Publié le 17 octobre 2023. Le père d’Emmanuel Haro, un bébé de sept mois, a avoué avoir torturé et assassiné son fils, mettant fin à des semaines de recherches intenses et de fausses pistes lancées par sa mère. L’affaire, qui a captivé l’attention nationale, révèle un passé sombre de violences familiales.
- Jake Haro a plaidé coupable de meurtre au deuxième degré et d’autres chefs d’accusation.
- La mère, Rebecca Haro, est toujours accusée de meurtre et nie les faits.
- Les aveux de Jake Haro ont mis fin à une enquête marquée par des contradictions et des mensonges.
Jake Haro, 32 ans, a avoué devant la Cour supérieure du comté de Riverside, en Californie, avoir causé la mort de son fils, Emmanuel. La déclaration, faite en larmes, marque un tournant décisif dans cette affaire tragique. Il a reconnu sa culpabilité pour meurtre au deuxième degré, ainsi que pour des agressions ayant causé des blessures à un mineur et pour avoir fait de fausses déclarations à la police. Sa condamne est prévue le 3 novembre.
L’affaire avait débuté le 14 août à Cabazon, en Californie, lorsque Rebecca Haro avait signalé la disparition de son fils. Elle avait affirmé avoir été agressée par des inconnus alors qu’elle changeait la couche de son bébé devant un magasin de sport à Yucaipa, et que son enfant avait été enlevé.

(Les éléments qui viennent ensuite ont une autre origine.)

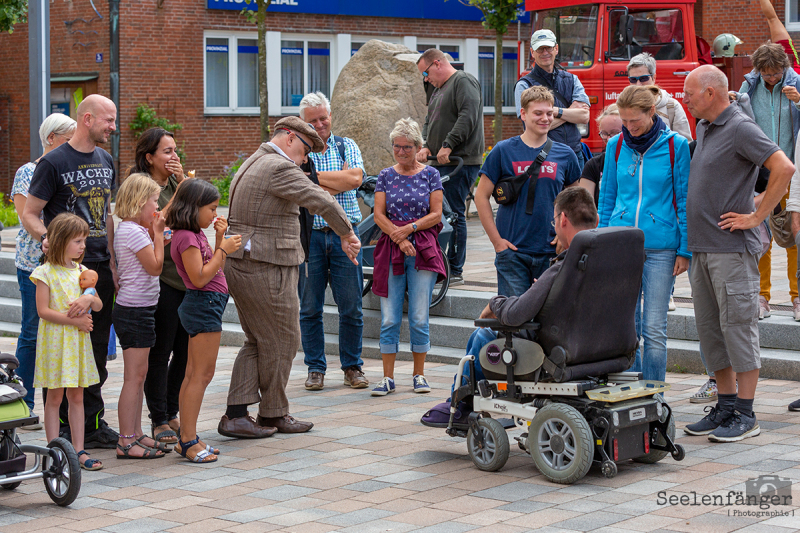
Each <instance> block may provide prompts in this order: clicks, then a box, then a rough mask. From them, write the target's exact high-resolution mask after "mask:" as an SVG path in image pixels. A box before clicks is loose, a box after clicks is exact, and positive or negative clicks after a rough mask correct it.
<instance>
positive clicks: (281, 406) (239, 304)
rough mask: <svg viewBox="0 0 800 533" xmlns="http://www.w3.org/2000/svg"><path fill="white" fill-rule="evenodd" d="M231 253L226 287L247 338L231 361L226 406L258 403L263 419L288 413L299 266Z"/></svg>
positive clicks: (296, 308) (295, 339)
mask: <svg viewBox="0 0 800 533" xmlns="http://www.w3.org/2000/svg"><path fill="white" fill-rule="evenodd" d="M249 257H250V254H249V253H248V252H245V254H244V258H243V259H233V258H229V259H228V260H227V261H226V262H225V263H226V264H225V277H226V278H227V280H228V289H229V290H230V293H231V296H233V299H234V302H235V303H236V311H237V312H238V313H239V322H240V323H241V325H242V329H243V330H244V334H245V336H246V337H247V339H246V340H245V343H244V346H242V349H241V350H239V355H237V356H236V360H235V361H234V363H233V372H232V374H231V384H230V389H229V390H228V405H243V404H247V405H251V404H254V403H258V404H259V406H258V414H259V415H261V416H262V417H265V418H273V417H278V416H283V415H286V414H288V413H289V399H288V398H287V397H286V384H287V383H288V382H289V373H290V371H291V370H292V360H293V359H294V357H295V355H297V350H298V349H299V348H300V301H299V299H298V296H297V281H298V275H299V274H298V268H297V267H296V266H291V267H289V266H279V265H273V264H271V263H262V262H258V261H251V260H250V259H249Z"/></svg>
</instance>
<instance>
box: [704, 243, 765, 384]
mask: <svg viewBox="0 0 800 533" xmlns="http://www.w3.org/2000/svg"><path fill="white" fill-rule="evenodd" d="M690 275H691V284H692V301H693V302H694V315H695V321H696V323H697V336H698V337H699V338H700V349H701V350H702V351H703V355H704V356H705V360H706V364H707V366H708V369H709V370H711V371H712V372H717V371H718V370H722V369H725V368H728V367H732V368H733V370H734V372H749V371H750V370H755V369H758V368H761V351H760V348H759V342H758V291H759V274H758V258H757V257H756V256H755V255H752V254H749V253H747V252H745V253H740V254H737V253H704V252H693V253H692V269H691V273H690Z"/></svg>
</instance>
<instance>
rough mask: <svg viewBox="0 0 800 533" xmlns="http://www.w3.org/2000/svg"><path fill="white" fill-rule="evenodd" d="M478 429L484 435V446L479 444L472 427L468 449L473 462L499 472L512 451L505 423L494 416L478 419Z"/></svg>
mask: <svg viewBox="0 0 800 533" xmlns="http://www.w3.org/2000/svg"><path fill="white" fill-rule="evenodd" d="M478 431H480V432H481V435H482V436H483V447H481V446H480V445H479V444H478V439H477V438H476V435H475V433H474V431H473V429H472V428H470V430H469V433H468V434H467V451H468V452H469V457H470V459H472V462H473V463H475V466H477V467H478V468H479V469H480V470H484V471H486V472H497V471H498V470H500V469H501V468H503V466H505V464H506V461H508V454H509V453H510V450H509V445H508V434H507V433H506V430H505V428H504V427H503V425H502V424H501V423H500V422H498V421H497V420H495V419H493V418H481V419H479V420H478Z"/></svg>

Cette version des faits, qui décrivait une agression commise par des individus hispaniques, avait rapidement été remise en question par les enquêteurs.
Le département du shérif du comté de San Bernardino avait immédiatement lancé des recherches intensives, mais les incohérences dans les témoignages des parents avaient rapidement éveillé les soupçons. Selon le New York Post, Rebecca Haro reste accusée de meurtre et continue de clamer son innocence. Les détails de la nouvelle plainte pénale à son encontre n’ont pas encore été entièrement divulgués par les autorités.
L’enquête a révélé un passé troublant pour Jake Haro. En 2023, il avait été reconnu coupable de cruauté envers un enfant, suite à des blessures graves infligées en 2018 à sa fille issue d’une précédente relation. La fillette avait subi une fracture du crâne, une hémorragie cérébrale et des côtes cassées. « Elle est encore en vie aujourd’hui, mais reste alitée à vie », a déclaré le procureur.
Au cours de sa détention, Jake Haro aurait avoué à un codétenu – qui s’est avéré être un informateur de la police – avoir provoqué la mort de son fils et avoir jeté son corps dans une poubelle. Il a également affirmé avoir accidentellement étouffé l’enfant pendant son sommeil, avant de l’enterrer, ce qui a conduit à plusieurs recherches infructueuses.
Les accusations formelles soulignent que les abus ont eu lieu entre le 5 et le 14 août, avant le signalement de la disparition, et qu’ils étaient le résultat de violences répétées. « Il a été maltraité pendant une période prolongée », a déclaré le procureur de district de Riverside, Michael Hestrin, comme l’a rapporté The Independent.
Rebecca Haro, qui n’a pas d’antécédents judiciaires, continue de nier les accusations depuis son centre de détention à Riverside. Son mari est actuellement incarcéré à l’établissement correctionnel Larry D. Smith, en attendant sa condamnation. Les deux parents avaient initialement lancé un appel public à l’aide, implorant le retour de leur fils, mais l’enquête a rapidement écarté la piste de l’enlèvement et a pointé du doigt leur responsabilité directe.
Les autorités présument désormais le décès d’Emmanuel Haro, après des recherches approfondies et des interrogatoires accablants. L’affaire reste suivie de près par l’opinion publique, et les procédures judiciaires se poursuivent.